Comment by fpgaminer
16 hours ago
It does seem like individual prompting styles greatly effects the performance of these models. Which makes sense of course, but the disparity is a lot larger than I would have expected. As an example, I'd say I see far more people in the HN comments preferring Claude over everything else. This is in stark contrast to my experience, where ChatGPT has and continues to be my go to for everything. And that's on a range of problems: general questions, coding tasks, visual understanding, and creative writing. I use these AIs all day, every day as part of my research, so my experience is quite extensive. Yet in all cases Claude has performed significantly worse for me. Perhaps it just comes down to the way that I prompt versus the average HN user? Very odd.
But yeah, o1 has been a _huge_ leap in my experience. One huge thing, which OpenAI's announcement mentions as well, is that o1 is more _consistently_ strong. 4o is a great model, but sometimes you have to spin the wheel a few times. I much more rarely need to spin o1's wheel, which mostly makes up for its thinking time. (Which is much less these days compared to o1-preview). It also has much stronger knowledge. So far it has solved a number of troubleshooting tasks that there were _no_ fixes for online. One of them was an obscure bug in libjpeg.

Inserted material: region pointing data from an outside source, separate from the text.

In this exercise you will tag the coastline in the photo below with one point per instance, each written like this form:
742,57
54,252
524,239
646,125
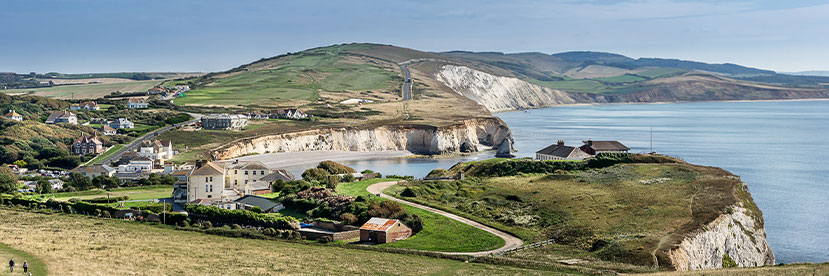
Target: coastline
676,102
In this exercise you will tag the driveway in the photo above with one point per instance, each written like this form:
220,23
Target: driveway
512,242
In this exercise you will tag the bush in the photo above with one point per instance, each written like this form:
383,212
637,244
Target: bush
348,218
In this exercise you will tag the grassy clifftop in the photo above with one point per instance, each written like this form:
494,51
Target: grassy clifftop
620,216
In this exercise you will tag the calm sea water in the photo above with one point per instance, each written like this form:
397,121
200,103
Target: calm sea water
778,148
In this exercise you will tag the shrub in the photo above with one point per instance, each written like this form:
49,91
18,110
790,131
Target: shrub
348,218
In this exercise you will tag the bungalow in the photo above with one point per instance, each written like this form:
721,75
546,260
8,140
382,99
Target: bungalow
134,103
87,145
121,123
88,105
595,147
94,170
559,151
62,117
106,130
267,205
224,121
13,115
380,230
138,165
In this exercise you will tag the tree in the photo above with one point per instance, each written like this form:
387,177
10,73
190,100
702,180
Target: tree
20,163
106,182
79,182
8,183
43,186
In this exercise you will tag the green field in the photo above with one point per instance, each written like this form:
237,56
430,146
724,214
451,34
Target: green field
36,266
106,154
299,77
580,207
81,245
88,91
439,233
135,193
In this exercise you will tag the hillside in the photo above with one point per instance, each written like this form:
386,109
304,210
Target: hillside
627,213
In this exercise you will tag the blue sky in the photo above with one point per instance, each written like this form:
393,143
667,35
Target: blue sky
75,36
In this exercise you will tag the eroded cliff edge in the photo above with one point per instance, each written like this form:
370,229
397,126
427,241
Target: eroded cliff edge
736,235
469,135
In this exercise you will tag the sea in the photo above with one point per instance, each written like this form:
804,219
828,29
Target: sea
780,148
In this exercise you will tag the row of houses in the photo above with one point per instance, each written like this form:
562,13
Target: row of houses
560,151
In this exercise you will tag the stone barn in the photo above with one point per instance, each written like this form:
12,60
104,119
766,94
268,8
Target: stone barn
380,230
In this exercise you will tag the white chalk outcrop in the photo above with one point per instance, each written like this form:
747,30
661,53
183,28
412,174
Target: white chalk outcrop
499,93
467,136
735,233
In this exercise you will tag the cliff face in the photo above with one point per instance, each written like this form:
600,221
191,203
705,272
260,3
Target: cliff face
499,93
467,136
735,233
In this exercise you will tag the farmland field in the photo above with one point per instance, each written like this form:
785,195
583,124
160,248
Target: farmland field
79,245
296,78
439,233
89,91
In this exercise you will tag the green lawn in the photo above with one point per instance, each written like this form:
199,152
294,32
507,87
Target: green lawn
135,193
36,266
299,77
106,154
439,233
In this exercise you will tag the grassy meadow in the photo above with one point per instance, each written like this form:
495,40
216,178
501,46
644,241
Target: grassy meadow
297,78
439,233
86,91
631,207
80,245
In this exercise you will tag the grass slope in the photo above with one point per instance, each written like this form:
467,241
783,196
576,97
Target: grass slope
36,266
439,233
89,91
300,76
629,206
77,245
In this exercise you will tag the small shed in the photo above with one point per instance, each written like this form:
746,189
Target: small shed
382,230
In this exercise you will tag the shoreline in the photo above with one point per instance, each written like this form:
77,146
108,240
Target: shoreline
676,102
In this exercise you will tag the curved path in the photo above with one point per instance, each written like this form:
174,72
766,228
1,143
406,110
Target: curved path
511,242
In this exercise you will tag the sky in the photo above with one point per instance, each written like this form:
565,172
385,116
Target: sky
83,36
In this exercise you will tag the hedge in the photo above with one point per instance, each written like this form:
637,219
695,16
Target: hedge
219,216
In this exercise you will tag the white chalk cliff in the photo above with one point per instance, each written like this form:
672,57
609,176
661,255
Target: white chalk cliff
467,136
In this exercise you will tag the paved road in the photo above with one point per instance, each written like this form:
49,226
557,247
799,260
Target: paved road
407,83
135,143
512,242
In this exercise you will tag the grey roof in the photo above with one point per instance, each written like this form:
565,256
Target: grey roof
559,150
263,203
607,146
277,175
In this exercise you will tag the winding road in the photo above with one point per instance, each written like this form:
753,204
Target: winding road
511,242
132,145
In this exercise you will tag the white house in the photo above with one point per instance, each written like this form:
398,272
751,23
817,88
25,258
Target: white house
136,103
227,180
13,115
121,123
137,165
156,150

It's also better at just general questions, like wanting to know the best/most reputable store for something. 4o is too "everything is good! everything is happy!" to give helpful advice here. It'll say Temu is a "great store for affordable options." That kind of stuff. Whereas o1 will be more honest and thus helpful. o1 is also significantly better at following instructions overall, and inferring meaning behind instructions. 4o will be very literal about examples that you give it whereas o1 can more often extrapolate.

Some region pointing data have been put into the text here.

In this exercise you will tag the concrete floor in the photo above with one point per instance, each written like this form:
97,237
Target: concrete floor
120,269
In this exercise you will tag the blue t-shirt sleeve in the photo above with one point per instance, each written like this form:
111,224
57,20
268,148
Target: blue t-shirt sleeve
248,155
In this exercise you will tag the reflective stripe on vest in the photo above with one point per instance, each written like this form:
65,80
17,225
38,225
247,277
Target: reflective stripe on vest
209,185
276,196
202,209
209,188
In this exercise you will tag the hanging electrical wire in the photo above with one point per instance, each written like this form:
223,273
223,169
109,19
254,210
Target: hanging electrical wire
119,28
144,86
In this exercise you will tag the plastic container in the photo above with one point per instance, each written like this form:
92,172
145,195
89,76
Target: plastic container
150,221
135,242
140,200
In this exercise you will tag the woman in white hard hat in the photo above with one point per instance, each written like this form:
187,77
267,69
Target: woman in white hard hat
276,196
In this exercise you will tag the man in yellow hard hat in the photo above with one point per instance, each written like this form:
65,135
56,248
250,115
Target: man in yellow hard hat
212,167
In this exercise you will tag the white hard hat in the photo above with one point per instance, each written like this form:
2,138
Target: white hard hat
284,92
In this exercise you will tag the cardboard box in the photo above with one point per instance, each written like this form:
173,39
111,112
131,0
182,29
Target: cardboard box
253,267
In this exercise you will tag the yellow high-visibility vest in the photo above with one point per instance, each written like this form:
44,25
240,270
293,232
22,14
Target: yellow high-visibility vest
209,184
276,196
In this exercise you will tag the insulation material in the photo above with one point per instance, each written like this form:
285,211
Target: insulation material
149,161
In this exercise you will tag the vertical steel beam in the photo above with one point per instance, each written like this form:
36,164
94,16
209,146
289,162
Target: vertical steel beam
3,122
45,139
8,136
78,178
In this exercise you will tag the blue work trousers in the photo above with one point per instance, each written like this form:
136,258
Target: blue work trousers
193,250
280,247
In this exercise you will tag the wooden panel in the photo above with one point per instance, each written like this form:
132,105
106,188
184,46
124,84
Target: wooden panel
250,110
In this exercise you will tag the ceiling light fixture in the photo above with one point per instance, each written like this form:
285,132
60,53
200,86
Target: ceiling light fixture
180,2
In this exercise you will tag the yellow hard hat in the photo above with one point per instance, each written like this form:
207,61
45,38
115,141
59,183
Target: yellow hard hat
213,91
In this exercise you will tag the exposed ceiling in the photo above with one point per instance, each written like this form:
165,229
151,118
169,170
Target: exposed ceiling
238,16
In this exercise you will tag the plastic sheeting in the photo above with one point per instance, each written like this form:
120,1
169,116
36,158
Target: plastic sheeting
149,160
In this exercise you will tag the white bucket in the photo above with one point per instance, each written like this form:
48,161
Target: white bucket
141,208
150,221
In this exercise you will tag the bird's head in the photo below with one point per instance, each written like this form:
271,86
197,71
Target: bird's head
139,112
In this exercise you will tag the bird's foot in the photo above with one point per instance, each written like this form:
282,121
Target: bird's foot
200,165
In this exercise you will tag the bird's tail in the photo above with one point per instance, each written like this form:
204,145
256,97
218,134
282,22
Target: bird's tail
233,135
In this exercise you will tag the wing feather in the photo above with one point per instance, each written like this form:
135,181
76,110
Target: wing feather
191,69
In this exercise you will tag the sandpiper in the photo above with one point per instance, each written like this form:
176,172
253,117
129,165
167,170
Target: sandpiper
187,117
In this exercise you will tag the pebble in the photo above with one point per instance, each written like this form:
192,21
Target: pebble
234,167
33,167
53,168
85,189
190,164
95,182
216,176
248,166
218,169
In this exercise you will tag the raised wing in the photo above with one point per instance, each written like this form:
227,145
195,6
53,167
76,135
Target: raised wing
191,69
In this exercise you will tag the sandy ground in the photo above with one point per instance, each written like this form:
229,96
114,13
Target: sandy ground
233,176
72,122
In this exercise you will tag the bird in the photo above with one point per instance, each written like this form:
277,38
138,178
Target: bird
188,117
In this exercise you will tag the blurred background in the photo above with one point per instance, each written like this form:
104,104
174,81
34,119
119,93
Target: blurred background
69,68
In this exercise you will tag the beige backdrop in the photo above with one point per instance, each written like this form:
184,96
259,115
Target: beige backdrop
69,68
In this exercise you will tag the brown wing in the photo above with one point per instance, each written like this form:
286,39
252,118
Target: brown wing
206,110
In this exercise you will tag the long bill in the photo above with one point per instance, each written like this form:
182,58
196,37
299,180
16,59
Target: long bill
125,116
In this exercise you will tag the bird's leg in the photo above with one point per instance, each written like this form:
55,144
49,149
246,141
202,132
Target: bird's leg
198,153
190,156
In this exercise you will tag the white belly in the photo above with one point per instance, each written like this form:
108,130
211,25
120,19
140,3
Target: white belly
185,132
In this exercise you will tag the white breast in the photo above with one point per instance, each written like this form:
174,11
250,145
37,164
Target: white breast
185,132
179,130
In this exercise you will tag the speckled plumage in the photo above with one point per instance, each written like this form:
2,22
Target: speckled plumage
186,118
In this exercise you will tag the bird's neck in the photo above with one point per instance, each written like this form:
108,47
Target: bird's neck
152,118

One surprising thing that o1 does that 4o has never done, is that it _pushes back_. It tells me when I'm wrong (and is often right!). Again, part of that being less happy and compliant. I have had scenarios where it's wrong and it's harder to convince it otherwise, so it's a double edged sword, but overall it has been an improvement in the bot's usefulness.
I also find it interesting that o1 is less censored. It refuses far less than 4o, even without coaxing, despite its supposed ability to "reason" about its guidelines :P What's funny is that the "inner thoughts" that it shows says that it's refusing, but its response doesn't.

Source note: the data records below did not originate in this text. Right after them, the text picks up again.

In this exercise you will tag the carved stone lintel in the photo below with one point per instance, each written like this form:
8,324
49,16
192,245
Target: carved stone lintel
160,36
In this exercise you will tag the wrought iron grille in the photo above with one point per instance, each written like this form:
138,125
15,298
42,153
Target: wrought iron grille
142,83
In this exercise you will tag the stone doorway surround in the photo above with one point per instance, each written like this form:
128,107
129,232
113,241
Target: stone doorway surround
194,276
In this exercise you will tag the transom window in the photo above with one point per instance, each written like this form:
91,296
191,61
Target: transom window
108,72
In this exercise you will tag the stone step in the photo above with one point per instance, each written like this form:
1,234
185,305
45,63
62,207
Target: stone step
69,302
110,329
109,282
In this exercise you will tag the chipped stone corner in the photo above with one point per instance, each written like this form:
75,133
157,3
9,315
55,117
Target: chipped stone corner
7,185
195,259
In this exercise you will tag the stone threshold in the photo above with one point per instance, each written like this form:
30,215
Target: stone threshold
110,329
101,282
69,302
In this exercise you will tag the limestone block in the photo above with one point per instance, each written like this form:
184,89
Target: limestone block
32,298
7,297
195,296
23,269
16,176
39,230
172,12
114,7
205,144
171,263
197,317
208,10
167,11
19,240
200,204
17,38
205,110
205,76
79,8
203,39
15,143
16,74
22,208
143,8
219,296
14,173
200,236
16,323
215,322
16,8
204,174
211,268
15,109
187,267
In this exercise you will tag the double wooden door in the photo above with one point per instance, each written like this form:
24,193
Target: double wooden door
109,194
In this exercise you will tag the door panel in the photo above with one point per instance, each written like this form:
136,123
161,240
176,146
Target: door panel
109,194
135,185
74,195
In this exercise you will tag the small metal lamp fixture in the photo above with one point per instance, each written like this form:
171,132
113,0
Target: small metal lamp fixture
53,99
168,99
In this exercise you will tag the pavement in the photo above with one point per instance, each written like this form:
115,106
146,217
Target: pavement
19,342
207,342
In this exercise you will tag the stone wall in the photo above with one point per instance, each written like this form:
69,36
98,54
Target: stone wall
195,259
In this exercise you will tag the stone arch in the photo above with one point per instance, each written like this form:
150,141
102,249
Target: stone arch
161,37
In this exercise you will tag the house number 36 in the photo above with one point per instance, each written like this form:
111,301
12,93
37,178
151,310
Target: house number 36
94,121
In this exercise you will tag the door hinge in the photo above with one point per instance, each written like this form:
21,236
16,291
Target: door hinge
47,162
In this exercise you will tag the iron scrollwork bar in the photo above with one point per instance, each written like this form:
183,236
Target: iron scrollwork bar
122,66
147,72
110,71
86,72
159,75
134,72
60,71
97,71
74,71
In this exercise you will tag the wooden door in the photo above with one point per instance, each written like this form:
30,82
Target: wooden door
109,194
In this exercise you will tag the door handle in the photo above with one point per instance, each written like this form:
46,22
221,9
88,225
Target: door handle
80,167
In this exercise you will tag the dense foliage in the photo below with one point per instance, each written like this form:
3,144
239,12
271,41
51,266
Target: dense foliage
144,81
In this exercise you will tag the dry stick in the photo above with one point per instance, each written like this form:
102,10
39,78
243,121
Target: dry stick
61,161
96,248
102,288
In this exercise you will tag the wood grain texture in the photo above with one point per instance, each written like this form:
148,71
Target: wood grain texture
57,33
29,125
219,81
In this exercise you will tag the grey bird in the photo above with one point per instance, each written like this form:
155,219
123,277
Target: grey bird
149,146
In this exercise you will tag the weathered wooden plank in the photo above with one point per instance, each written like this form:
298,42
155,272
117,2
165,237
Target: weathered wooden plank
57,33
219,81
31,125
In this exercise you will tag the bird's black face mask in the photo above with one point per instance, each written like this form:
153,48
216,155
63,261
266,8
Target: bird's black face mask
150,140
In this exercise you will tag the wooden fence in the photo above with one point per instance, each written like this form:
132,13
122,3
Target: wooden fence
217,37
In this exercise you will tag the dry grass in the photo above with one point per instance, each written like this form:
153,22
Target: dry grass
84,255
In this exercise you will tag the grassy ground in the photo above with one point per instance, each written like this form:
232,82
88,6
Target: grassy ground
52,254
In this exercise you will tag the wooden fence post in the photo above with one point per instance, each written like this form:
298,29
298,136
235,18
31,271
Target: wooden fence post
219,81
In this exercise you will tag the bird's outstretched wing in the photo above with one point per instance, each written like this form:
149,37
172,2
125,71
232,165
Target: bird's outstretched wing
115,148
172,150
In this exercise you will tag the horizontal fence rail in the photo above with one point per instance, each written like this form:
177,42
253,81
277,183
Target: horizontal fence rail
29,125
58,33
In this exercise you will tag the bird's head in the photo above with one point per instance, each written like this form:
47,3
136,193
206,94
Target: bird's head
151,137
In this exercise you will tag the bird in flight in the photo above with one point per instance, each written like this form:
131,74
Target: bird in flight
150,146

Is it worth $200? I don't think it is, in general. It's not really an "engineer" replacement yet, in that if you don't have the knowledge to ask o1 the right questions it won't really be helpful. So you have to be an engineer for it to work at the level of one. Maybe $50/mo?
I haven't found o1-pro to be useful for anything; it's never really given better responses than o1 for me.
(As an aside, Gemini 2.0 Flash Experimental is _very_ good. It's been trading blows with even o1 for some tasks. It's a bit chaotic, since its training isn't done, but I rank it at about #2 between all SOTA models. A 2.0 Pro model would likely be tied with o1 if Google's trajectory here continues.)